Scott Callaghan, Philip J. Maechling, Ewa Deelman, Karan Vahi, Gaurang Mehta, Gideon Juve, Kevin R. Milner, Robert W. Graves, Edward H. Field, David A. Okaya, Keith S. Beattie, & Thomas H. Jordan

Published 2008, SCEC Contribution #1237

Researchers at the Southern California Earthquake Center (SCEC) use large-scale grid-based scientific workflows to perform seismic hazard research as a part of SCEC's program of earthquake system science research. The scientific goal of the SCEC CyberShake project is to calculate probabilistic seismic hazard curves for sites in Southern California.

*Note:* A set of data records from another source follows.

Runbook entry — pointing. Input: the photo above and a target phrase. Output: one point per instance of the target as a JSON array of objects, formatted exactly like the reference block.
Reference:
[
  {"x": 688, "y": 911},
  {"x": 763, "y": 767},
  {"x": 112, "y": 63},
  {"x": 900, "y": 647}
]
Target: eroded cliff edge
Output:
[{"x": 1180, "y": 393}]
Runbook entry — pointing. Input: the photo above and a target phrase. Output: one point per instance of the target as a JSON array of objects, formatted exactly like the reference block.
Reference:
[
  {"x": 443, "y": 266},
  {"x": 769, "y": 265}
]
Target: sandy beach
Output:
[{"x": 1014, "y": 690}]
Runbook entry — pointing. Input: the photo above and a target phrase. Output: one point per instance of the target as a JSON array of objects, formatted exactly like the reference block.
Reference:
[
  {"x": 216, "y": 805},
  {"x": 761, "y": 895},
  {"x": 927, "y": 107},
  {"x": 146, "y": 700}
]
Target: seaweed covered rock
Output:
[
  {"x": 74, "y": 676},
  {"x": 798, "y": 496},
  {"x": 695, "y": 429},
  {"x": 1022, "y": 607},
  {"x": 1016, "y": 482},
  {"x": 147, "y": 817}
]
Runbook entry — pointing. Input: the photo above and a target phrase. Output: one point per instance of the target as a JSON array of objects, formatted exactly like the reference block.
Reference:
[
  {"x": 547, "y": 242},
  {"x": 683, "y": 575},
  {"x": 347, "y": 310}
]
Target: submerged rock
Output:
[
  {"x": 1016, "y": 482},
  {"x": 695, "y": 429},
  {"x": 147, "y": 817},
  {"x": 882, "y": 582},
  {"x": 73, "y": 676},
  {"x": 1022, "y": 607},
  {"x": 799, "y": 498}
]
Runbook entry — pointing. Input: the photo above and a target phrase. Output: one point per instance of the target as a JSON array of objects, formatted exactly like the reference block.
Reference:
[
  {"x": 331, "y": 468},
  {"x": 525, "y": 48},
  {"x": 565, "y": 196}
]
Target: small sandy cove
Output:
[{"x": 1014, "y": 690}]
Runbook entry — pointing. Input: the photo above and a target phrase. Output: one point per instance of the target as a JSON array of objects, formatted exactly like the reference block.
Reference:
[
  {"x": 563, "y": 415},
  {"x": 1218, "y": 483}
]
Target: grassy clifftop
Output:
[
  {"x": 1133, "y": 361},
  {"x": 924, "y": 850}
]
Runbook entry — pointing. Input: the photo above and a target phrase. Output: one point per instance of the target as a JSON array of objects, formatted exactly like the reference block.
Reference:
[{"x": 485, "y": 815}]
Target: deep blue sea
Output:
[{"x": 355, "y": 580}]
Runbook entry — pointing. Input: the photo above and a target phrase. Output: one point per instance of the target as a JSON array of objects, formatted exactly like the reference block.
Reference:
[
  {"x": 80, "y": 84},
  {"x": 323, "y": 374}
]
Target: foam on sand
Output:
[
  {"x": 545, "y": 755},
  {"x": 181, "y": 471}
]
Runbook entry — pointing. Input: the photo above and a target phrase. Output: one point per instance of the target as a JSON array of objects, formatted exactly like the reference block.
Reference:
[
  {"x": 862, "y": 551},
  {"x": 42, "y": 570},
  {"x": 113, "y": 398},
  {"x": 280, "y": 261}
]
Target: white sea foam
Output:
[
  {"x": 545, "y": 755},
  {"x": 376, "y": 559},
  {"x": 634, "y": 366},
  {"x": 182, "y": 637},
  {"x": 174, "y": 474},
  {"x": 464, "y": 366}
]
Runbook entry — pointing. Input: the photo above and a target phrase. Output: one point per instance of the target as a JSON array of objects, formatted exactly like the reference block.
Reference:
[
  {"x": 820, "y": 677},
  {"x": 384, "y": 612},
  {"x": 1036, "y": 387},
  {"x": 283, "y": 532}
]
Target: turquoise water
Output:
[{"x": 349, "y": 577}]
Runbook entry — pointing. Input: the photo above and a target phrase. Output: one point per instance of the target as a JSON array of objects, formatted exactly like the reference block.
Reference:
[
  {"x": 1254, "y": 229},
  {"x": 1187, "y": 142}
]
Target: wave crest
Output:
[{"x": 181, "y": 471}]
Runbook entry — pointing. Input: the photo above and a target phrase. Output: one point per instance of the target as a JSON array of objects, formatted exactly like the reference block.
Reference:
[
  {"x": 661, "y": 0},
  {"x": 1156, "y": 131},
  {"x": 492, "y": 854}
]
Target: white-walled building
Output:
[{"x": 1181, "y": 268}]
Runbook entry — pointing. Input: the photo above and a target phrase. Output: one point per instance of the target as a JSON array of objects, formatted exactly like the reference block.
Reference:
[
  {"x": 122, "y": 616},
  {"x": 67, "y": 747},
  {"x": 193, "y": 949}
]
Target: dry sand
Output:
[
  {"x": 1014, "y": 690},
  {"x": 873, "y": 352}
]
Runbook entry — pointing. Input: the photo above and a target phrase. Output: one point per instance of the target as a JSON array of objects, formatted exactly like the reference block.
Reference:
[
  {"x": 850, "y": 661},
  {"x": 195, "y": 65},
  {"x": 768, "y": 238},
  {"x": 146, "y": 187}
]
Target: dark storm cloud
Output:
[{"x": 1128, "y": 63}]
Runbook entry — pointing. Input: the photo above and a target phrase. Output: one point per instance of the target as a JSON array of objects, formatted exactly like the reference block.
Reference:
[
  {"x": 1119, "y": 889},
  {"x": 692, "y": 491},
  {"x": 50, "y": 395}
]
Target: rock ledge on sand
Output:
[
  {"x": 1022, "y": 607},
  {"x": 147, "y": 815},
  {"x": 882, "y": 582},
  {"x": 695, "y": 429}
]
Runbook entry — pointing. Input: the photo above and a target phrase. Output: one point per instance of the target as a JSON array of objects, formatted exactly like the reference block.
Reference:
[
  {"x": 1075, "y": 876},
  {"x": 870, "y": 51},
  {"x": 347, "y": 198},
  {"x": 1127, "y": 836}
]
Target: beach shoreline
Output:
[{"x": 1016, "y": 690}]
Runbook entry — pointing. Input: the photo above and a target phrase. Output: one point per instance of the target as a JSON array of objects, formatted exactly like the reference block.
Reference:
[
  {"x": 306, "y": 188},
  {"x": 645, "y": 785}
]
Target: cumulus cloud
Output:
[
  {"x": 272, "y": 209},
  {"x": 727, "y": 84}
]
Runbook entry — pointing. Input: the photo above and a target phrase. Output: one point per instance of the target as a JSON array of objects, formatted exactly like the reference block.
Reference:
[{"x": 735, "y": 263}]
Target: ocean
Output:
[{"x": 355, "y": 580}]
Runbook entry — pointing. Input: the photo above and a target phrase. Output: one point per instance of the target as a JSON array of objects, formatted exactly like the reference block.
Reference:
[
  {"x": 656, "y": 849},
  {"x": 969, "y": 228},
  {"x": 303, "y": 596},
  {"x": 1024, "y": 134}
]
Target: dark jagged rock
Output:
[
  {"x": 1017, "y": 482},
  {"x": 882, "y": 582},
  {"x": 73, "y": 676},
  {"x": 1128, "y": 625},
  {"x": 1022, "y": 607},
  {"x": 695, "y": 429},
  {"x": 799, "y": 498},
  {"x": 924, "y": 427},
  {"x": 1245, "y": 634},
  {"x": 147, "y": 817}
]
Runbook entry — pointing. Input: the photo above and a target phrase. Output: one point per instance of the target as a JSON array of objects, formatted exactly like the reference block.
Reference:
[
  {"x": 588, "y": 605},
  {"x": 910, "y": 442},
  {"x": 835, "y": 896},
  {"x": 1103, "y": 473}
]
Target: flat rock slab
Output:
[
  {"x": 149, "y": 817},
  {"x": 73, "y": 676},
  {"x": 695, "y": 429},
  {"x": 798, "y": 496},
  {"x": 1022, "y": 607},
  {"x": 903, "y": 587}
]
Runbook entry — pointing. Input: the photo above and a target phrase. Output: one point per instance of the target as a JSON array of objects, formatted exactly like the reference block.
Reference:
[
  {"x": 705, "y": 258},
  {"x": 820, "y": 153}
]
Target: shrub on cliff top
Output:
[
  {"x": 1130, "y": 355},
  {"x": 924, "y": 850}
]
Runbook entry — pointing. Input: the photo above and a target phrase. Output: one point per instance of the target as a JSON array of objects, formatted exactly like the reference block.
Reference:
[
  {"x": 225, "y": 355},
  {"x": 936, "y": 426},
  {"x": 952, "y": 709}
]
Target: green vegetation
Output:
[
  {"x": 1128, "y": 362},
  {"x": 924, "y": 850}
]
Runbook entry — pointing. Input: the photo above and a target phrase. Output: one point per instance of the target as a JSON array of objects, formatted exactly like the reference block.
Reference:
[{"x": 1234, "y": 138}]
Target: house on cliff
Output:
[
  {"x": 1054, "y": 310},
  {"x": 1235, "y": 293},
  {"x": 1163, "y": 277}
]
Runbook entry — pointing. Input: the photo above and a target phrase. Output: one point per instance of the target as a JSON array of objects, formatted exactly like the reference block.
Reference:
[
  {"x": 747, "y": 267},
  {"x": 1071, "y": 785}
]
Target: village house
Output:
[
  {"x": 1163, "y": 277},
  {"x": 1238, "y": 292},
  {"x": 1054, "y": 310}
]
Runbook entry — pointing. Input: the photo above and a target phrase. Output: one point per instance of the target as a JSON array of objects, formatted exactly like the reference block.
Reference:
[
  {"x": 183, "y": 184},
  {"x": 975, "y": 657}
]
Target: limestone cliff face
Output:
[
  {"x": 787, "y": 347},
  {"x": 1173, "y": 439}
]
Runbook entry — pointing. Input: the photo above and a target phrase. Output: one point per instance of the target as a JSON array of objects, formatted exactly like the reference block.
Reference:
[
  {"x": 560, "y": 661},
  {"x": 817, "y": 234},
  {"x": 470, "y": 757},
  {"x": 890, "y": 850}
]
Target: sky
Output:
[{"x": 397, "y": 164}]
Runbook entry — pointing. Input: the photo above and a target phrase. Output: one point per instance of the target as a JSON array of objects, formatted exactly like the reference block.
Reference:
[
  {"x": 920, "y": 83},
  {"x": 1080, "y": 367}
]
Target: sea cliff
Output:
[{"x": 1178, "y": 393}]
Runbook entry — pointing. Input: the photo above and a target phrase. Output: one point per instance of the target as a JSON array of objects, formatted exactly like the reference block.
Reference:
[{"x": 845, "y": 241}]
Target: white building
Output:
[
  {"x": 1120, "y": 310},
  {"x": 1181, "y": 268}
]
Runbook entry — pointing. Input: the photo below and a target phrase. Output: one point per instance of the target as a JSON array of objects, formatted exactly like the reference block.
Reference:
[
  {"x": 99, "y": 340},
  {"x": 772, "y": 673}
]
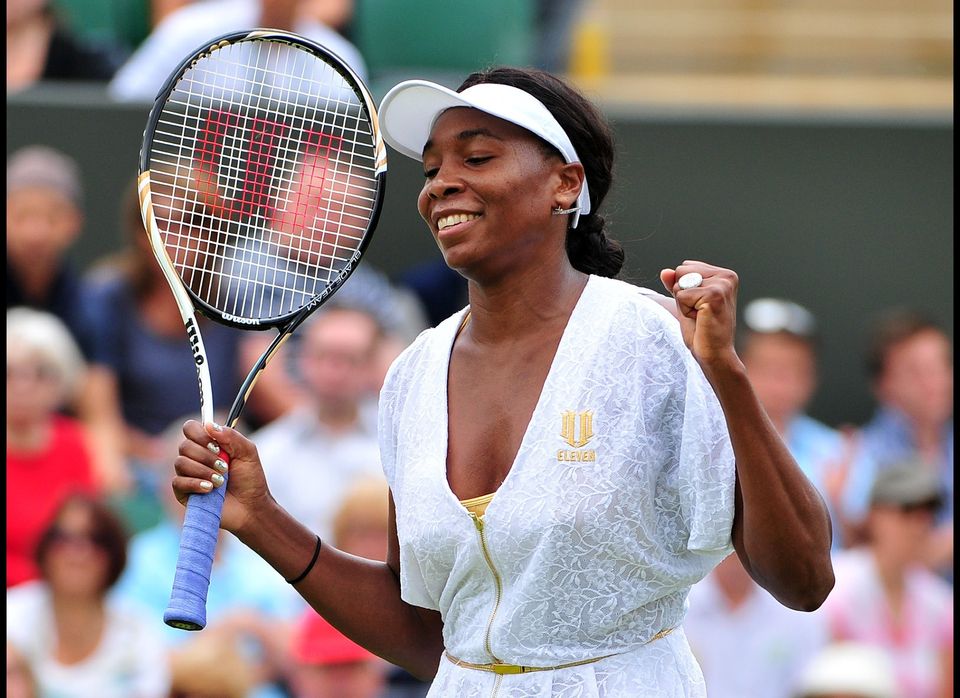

For each site of interest, the CyberShake platform includes two large-scale MPI calculations and approximately 840,000 embarrassingly parallel post-processing jobs. In this paper, we describe the computational requirements of CyberShake and detail how we meet these requirements using grid-based, high-throughput, scientific workflow tools. We describe the specific challenges we encountered and we discuss workflow throughput optimizations we developed that reduced our time to solution by a factor of three and we present runtime statistics and propose further optimizations.

Citation
Callaghan, S., Maechling, P. J., Deelman, E., Vahi, K., Mehta, G., Juve, G., Milner, K. R., Graves, R. W., Field, E. H., Okaya, D. A., Beattie, K. S., & Jordan, T. H. (2008). Reducing Time-to-Solution Using Distributed High-Throughput Mega-Workflows -- Experiences from SCEC CyberShake. Oral Presentation at 4th IEEE International Conference on eScience.